2.When testing clinical samples, when the hybridization signal count is difficult and the sample is not sufficient to repeat the retest, the test will not provide any test results. If the cell count is insufficient for analysis, the test will also not provide test results.
3. The DAPI dye used in this experiment has potential toxicity or carcinogenicity, and should be operated in a fume hood, wearing masks and gloves to avoid direct contact.
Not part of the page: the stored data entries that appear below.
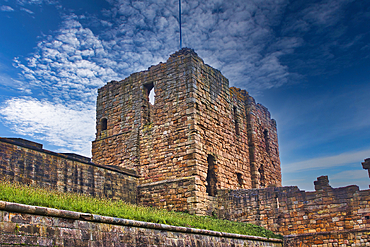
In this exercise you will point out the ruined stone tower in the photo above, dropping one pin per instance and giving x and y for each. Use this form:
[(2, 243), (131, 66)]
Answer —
[(200, 136)]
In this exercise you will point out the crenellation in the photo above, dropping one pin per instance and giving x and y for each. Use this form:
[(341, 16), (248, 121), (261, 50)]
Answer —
[(201, 147)]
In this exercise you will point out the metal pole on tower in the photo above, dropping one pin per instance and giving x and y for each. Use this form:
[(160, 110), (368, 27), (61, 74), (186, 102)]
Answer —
[(180, 24)]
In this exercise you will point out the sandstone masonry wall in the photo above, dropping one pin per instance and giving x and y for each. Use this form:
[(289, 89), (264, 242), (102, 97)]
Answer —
[(26, 162), (326, 214), (197, 127), (38, 226)]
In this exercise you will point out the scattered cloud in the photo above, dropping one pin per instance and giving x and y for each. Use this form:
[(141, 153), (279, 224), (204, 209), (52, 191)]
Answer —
[(71, 127), (237, 37), (27, 10), (70, 65), (6, 8), (328, 161)]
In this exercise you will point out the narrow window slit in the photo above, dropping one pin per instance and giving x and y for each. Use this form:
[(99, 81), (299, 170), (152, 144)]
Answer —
[(236, 122), (211, 188)]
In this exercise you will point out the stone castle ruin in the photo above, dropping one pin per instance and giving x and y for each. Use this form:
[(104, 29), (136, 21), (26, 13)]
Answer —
[(199, 132), (202, 148)]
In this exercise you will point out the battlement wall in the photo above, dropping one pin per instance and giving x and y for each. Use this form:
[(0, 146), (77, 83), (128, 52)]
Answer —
[(26, 162), (327, 215)]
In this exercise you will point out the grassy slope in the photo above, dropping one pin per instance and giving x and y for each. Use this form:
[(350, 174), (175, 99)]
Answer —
[(13, 192)]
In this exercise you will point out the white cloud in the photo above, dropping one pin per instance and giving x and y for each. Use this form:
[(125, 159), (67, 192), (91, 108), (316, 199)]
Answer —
[(71, 127), (328, 161), (6, 8), (27, 10), (71, 64)]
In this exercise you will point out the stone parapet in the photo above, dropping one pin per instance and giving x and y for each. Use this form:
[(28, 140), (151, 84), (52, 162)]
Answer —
[(28, 164), (39, 226)]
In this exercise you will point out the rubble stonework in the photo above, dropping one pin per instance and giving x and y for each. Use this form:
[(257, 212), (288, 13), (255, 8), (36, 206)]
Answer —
[(27, 162), (327, 215), (198, 128), (23, 225)]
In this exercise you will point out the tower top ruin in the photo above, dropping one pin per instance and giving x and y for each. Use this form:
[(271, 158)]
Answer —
[(199, 132)]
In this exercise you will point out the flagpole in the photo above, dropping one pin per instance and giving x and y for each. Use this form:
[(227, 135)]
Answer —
[(180, 24)]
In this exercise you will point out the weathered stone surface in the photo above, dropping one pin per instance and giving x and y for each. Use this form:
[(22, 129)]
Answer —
[(198, 127), (108, 231), (328, 213)]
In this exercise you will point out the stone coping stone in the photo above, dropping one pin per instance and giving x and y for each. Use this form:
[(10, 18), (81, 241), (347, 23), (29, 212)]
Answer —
[(327, 232), (23, 208)]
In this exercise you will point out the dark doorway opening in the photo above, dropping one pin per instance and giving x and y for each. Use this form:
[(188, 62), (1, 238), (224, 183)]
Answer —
[(103, 124), (211, 188)]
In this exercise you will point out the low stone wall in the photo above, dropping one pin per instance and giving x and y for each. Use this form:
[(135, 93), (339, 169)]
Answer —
[(172, 194), (27, 162), (39, 226), (334, 214), (329, 239)]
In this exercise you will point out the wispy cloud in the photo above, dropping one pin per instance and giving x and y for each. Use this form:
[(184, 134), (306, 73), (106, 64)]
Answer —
[(237, 37), (70, 65), (328, 161), (27, 10), (71, 127), (6, 8)]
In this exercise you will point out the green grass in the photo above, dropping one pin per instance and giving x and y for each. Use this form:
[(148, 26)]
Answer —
[(32, 195)]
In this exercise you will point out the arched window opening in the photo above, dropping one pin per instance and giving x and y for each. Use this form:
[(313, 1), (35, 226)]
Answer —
[(150, 93), (103, 124), (261, 171), (236, 122), (266, 139), (211, 188), (240, 179)]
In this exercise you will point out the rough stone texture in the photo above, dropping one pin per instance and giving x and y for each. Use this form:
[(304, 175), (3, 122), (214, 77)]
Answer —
[(288, 210), (329, 239), (366, 165), (26, 162), (198, 127), (65, 228)]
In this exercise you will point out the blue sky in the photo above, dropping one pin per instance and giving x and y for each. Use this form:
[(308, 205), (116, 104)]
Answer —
[(307, 61)]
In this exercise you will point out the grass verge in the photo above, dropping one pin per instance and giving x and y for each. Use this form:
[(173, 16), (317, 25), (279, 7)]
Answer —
[(33, 195)]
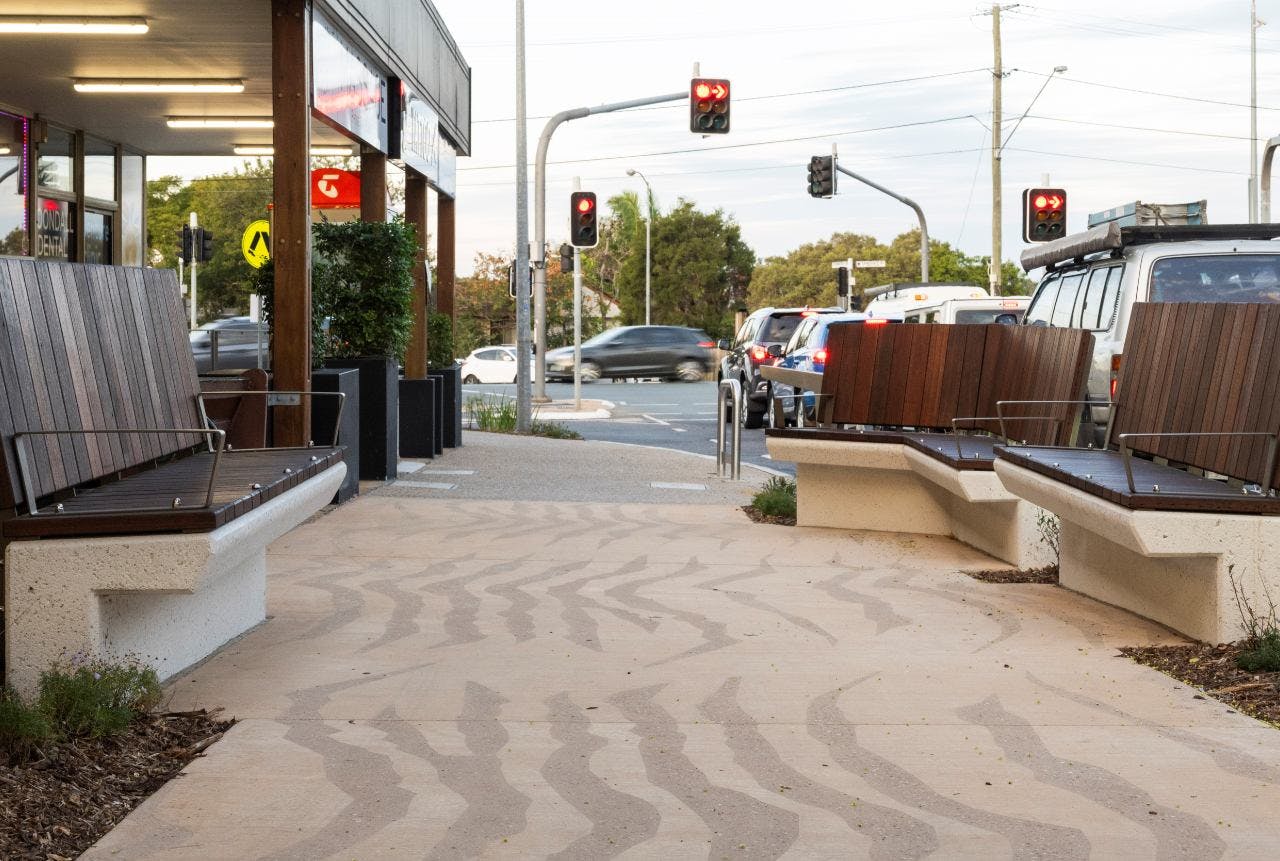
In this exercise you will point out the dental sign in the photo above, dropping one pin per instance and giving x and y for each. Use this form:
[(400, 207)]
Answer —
[(344, 88), (424, 149)]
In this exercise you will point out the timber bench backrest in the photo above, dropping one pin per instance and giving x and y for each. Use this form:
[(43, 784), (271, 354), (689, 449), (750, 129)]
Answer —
[(1205, 369), (927, 375), (87, 347)]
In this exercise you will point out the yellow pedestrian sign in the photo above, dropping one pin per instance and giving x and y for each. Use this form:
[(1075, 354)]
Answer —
[(256, 243)]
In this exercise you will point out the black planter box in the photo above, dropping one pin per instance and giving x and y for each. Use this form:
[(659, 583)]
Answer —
[(420, 418), (324, 411), (379, 415), (451, 378)]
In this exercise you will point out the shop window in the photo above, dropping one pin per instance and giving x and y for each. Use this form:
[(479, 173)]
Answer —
[(14, 132), (97, 237), (55, 169), (99, 169)]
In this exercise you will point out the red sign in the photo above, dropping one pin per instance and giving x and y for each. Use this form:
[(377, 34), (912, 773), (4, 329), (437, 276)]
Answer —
[(334, 189)]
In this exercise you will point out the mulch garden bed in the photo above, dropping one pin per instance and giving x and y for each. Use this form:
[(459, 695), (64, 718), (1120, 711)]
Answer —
[(1046, 575), (777, 520), (59, 805), (1212, 669)]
4. The results of this reagent kit may be affected by various factors within the sample itself, as well as limitations such as enzyme digestion time, hybridization temperature and time, operating environment, and limitations of current molecular biology technology, which may lead to incorrect interpretation results. Users must understand the potential errors and limitations of accuracy that may exist during the testing process.
5. All chemicals have potential hazards and should be avoided from direct contact. Used reagent kits are clinical waste and should be properly disposed of.

Manual Approval date & Revision date

V1. 0: Approval date: May 08, 2019.
V1. 4: Revision date: December 07, 2021.